Retirement Planning through Pension Plans

Pension plans (also referred to as retirement plans) are offered by insurance companies to help individuals build a retirement corpus. On maturity this corpus is invested for generating a regular income stream, which is referred to as pension or annuity. Pension plans are distinct from life insurance plans, which are taken to cover risk in case of an unfortunate event. However most Pension schemes in the market do have a life cover as well.
Conventional pension plans invest a major portion of the premium monies in bonds and government securities (G-Secs). That is why the returns are on the lower side. And if one were to factor into the equation an annual inflation figure of approximately 5%-6% per annum, then the real return figures look even more unimpressive.

This is where unit linked insurance plans (ULIPs) can play an important role in the retirement planning exercise. ULIPs have a mandate to also invest a portion of the premium in the stock market apart from bonds and G-Secs.
ULIPs have other important benefits like liquidity. You can withdraw money from a ULIP to meet emergencies. Also, you can invest surplus money (i.e. top-ups) over and above the premium amount. Some insurers have launched capital guarantee ULIPs. Such products aim to guarantee the premiums paid by the individuals (net of expenses) plus the bonus declared, on maturity. Individuals, who fear 'loss of capital' in a ULIP, will find such products attractive. However, capital guarantee ULIPs have lower equity exposure which could dampen returns for the aggressive investor.

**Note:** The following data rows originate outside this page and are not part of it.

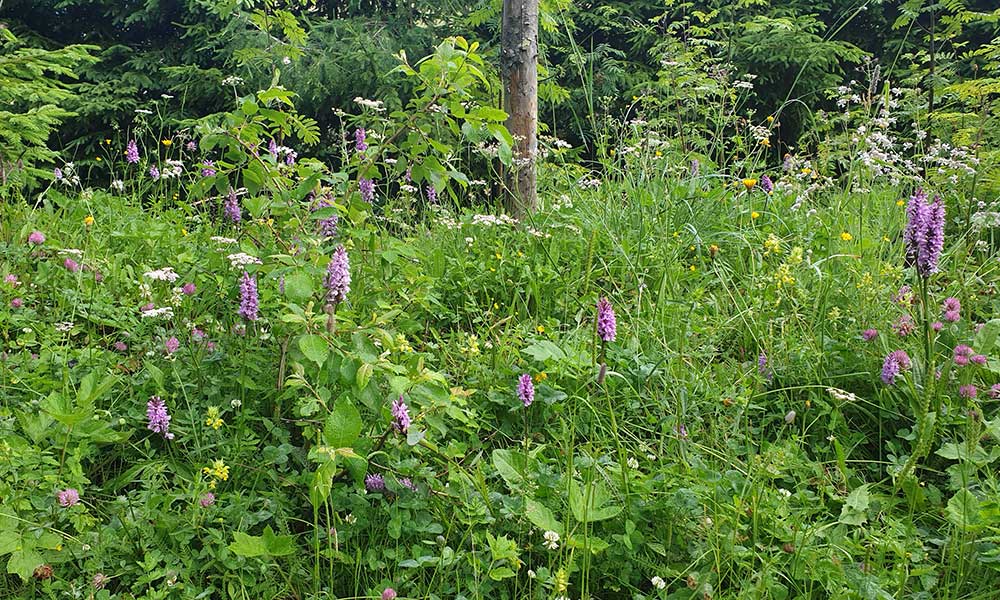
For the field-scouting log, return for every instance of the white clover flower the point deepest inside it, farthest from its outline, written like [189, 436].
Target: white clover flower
[165, 312]
[551, 540]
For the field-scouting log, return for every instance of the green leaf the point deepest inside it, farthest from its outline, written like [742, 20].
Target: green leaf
[298, 286]
[315, 348]
[541, 517]
[247, 545]
[343, 425]
[278, 545]
[511, 465]
[855, 509]
[963, 510]
[591, 503]
[23, 562]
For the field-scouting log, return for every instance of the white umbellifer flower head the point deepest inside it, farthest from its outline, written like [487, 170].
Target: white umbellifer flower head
[551, 540]
[241, 259]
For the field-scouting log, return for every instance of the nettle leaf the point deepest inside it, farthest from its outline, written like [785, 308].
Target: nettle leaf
[591, 503]
[314, 347]
[343, 425]
[541, 517]
[511, 465]
[963, 510]
[855, 509]
[298, 286]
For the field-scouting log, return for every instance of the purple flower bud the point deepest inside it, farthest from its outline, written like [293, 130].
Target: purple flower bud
[132, 152]
[607, 325]
[924, 233]
[68, 497]
[895, 363]
[231, 208]
[367, 188]
[156, 414]
[526, 389]
[400, 415]
[375, 483]
[249, 302]
[338, 277]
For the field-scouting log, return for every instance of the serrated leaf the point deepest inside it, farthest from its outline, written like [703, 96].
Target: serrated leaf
[298, 286]
[541, 517]
[343, 425]
[315, 348]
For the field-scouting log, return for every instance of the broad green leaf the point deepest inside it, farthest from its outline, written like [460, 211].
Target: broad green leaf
[511, 465]
[247, 545]
[855, 509]
[591, 503]
[315, 348]
[298, 286]
[541, 517]
[963, 510]
[343, 425]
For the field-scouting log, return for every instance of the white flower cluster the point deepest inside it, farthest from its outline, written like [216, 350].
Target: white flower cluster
[241, 259]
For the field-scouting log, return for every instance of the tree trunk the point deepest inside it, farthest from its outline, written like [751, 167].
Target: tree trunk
[519, 64]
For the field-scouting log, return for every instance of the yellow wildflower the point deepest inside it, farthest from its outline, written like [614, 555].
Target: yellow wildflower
[772, 245]
[218, 471]
[214, 420]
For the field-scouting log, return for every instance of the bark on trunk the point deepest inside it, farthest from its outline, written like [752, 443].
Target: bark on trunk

Expenses loaded are pretty high in most pension scheme . First year expenses can be anywhere between 10% to 22% while second year expenses range between 5% to 15 % and there is also policy admin charges of about 500 to 1000 p.a.

Many may not be aware that there are two pension products available from mutual funds too . Templeton Pension fund and UTI Pension Fund are pension schemes eligible for 80 C benefits . Both are a mix of debt and equity. They are pure investments schemes .i.e do not have a life cover attached . There is NO ENTRY LOAD since August 2009 on these Mutual Fund  pension schemes.